SALVATORE DINAPOLI, MICHELLE NEESE, AND CHRISTOPHER FLYNN,
PLAINTIFFS,
v.
INTERNATIONAL ALLIANCE OF THEATRICAL STAGE EMPLOYEES LOCAL 8, AND THE WALNUT STREET THEATER CORPORATION DEFENDANTS.



The opinion of the court was delivered by: Robert F. Kelly, Sr. J.

MEMORANDUM

Presently before the Court are a Motion to Compel Discovery Responses from Defendant International Alliance of Theatrical Stage Employees Local 8 ("Union Motion") and a Motion to Compel Discovery Responses and/or Supplemental Responses from Defendant the Walnut Street Theater Corporation ("Theater Motion") filed by Plaintiffs Salvatore DiNapoli ("DiNapoli"), Michelle Neese ("Neese"), and Christopher Flynn ("Flynn") (collectively, "Plaintiffs"). For the reasons set forth below, Plaintiffs' Motions will be denied.

I. BACKGROUND

This suit is primarily one for breach of a collective bargaining agreement ("CBA") by Defendants International Alliance of Theatrical Stage Employees ("the Union") and The Walnut Street Theater Corporation ("the Theater") (collectively, "Defendants") and breach of duties owed to union members by the Union. Plaintiffs allege that Neese was wrongfully terminated from employment by the Theater after she reported that several employees submitted inaccurate timesheets. Plaintiffs also allege that DiNapoli and Flynn were wrongfully terminated for their presumed involvement in reporting the timesheet inaccuracies. According to the Plaintiffs, each termination of employment amounted to a breach of the CBA by both Defendants. Moreover, Plaintiffs allege that the Union did not follow proper procedure to amend the terms of the CBA, failed to process grievances filed by them, and retaliated against them for instituting the instant litigation.

On December 11, 2009, Plaintiffs filed this action against the Union, the Theater, and several other individuals who were employees or representatives of either the Union or the Theater. Originally the scope of Plaintiffs' case was much broader. Plaintiffs initially alleged breach of the duty of fair representation against the Union (Count I),*fn1 breach of the CBA against the Union and Theater (Count II),*fn2 retaliatory suspension and/or discharge against the Theater (Count III), civil conspiracy against all defendants (Count IV), intentional infliction of emotional distress against all Defendants (Count V), fraud against all defendants (Count VI), and fraudulent misrepresentation against all defendants (Count VII).
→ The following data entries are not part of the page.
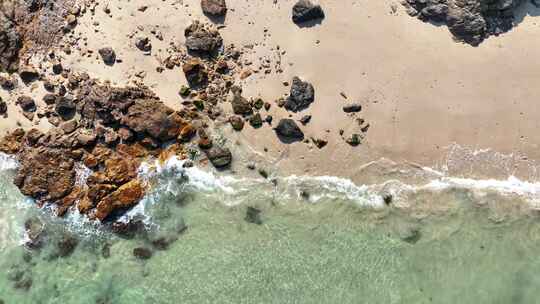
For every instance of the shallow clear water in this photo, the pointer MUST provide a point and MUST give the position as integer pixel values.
(339, 244)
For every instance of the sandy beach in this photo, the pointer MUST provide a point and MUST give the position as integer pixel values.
(421, 91)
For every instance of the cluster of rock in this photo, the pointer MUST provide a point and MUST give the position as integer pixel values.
(28, 26)
(470, 21)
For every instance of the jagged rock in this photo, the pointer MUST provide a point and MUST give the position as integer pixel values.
(122, 199)
(352, 108)
(214, 7)
(289, 130)
(195, 71)
(301, 96)
(12, 142)
(10, 43)
(152, 117)
(65, 107)
(202, 39)
(45, 173)
(236, 122)
(253, 216)
(107, 55)
(470, 21)
(143, 44)
(120, 169)
(305, 10)
(3, 107)
(240, 105)
(36, 233)
(26, 103)
(219, 157)
(142, 253)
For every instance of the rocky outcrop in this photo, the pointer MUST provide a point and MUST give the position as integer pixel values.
(470, 21)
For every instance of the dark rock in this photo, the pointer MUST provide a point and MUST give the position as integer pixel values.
(3, 107)
(142, 253)
(305, 10)
(301, 96)
(28, 74)
(26, 103)
(214, 7)
(253, 216)
(195, 71)
(255, 120)
(143, 44)
(49, 99)
(470, 21)
(236, 122)
(10, 43)
(240, 105)
(289, 130)
(305, 119)
(352, 108)
(65, 107)
(108, 55)
(219, 157)
(202, 39)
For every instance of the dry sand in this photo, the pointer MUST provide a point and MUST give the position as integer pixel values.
(420, 90)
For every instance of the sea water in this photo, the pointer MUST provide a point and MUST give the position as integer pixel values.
(320, 240)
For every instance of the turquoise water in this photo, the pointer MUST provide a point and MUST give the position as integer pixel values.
(339, 249)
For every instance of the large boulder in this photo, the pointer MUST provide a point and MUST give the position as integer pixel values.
(305, 10)
(152, 117)
(216, 8)
(288, 130)
(301, 96)
(470, 21)
(45, 174)
(127, 196)
(202, 39)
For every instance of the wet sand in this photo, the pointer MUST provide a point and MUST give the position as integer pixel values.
(420, 90)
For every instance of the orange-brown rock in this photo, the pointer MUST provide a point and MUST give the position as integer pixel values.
(68, 201)
(12, 142)
(45, 174)
(120, 170)
(124, 198)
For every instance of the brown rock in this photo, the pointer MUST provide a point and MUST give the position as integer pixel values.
(216, 8)
(128, 195)
(120, 170)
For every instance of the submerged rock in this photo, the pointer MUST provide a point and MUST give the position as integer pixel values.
(253, 216)
(301, 96)
(219, 157)
(142, 253)
(289, 130)
(305, 10)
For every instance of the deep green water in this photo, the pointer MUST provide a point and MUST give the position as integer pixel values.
(332, 251)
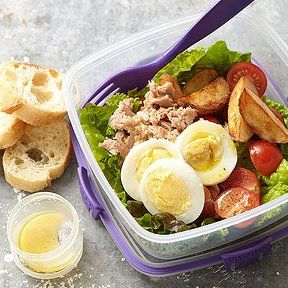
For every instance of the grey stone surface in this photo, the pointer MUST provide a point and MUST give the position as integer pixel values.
(58, 33)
The following events narrowed the scope of Plaintiffs' case considerably. On March 1, 2010, the Theater filed a Motion to Dismiss seeking to dismiss a majority of the counts against it, and on April 15, 2010, the Union filed a Motion for Judgment on the Pleadings. On May 19, 2010, we dismissed Counts III, IV, V, VI, and VII with prejudice. As a result, the individuals who were employees or representatives of the Union or the Theater were terminated from the suit. On July 30, 2010, Plaintiffs filed a Motion for Leave to Amend their Complaint, which we granted on August 30, 2010. That same day, Plaintiffs filed an Amended Complaint, in which they allege breach of the fair duty of representation against the Union (Count I), breach of the CBA against both Defendants (Count II), violation of the Labor Management Reporting and Disclosure Act of 1959 ("LMRDA") (Count III),*fn3 and retaliation for exercising their rights under the National Labor Relations Act ("NLRA") (Count IV).*fn4

On February 2, 2011, Plaintiffs filed the Union Motion and the Theater Motion.*fn5

Plaintiffs seek to compel the Union to respond to one interrogatory and one request to produce documents. Plaintiffs seek to compel the Theater to respond to eight interrogatories and eight requests to produce documents. On February 14, 2011, the Union filed a Response in Opposition to the Union Motion. That same day, the Theater filed a Response in Opposition to the Theater Motion.

II. DISCUSSION

Federal Rule of Civil Procedure 26 allows litigants to "obtain discovery regarding any non-privileged matter that is relevant to any party's claim or defense[.]" Fed. R. Civ. P. 26(b)(1). "Material is relevant if it bears on, or reasonably could bear on, an issue that is or may beinvolved [in] the litigation." Topol v. Tr. of Univ. of Pa., 160 F.R.D. 476, 477 (E.D. Pa. 1995). "Relevant information need not be admissible at the trial if the discovery appears reasonably calculated to lead to the discovery of admissible evidence." Fed. R. Civ. P. 26(b)(1). "[Relevancy] under Rule 26 is to be construed liberally," but it "must also be determined and limited by the context of the facts and circumstances of each particular case." Williams v. Am. Cyanamid, 164 F.R.D. 615, 616 (D.N.J. 1996). A district judge must exercise broad discretion in supervising discovery. Bowman v. Gen. Motors Corp., 64 F.R.D. 62, 69 (E.D. Pa. 1974).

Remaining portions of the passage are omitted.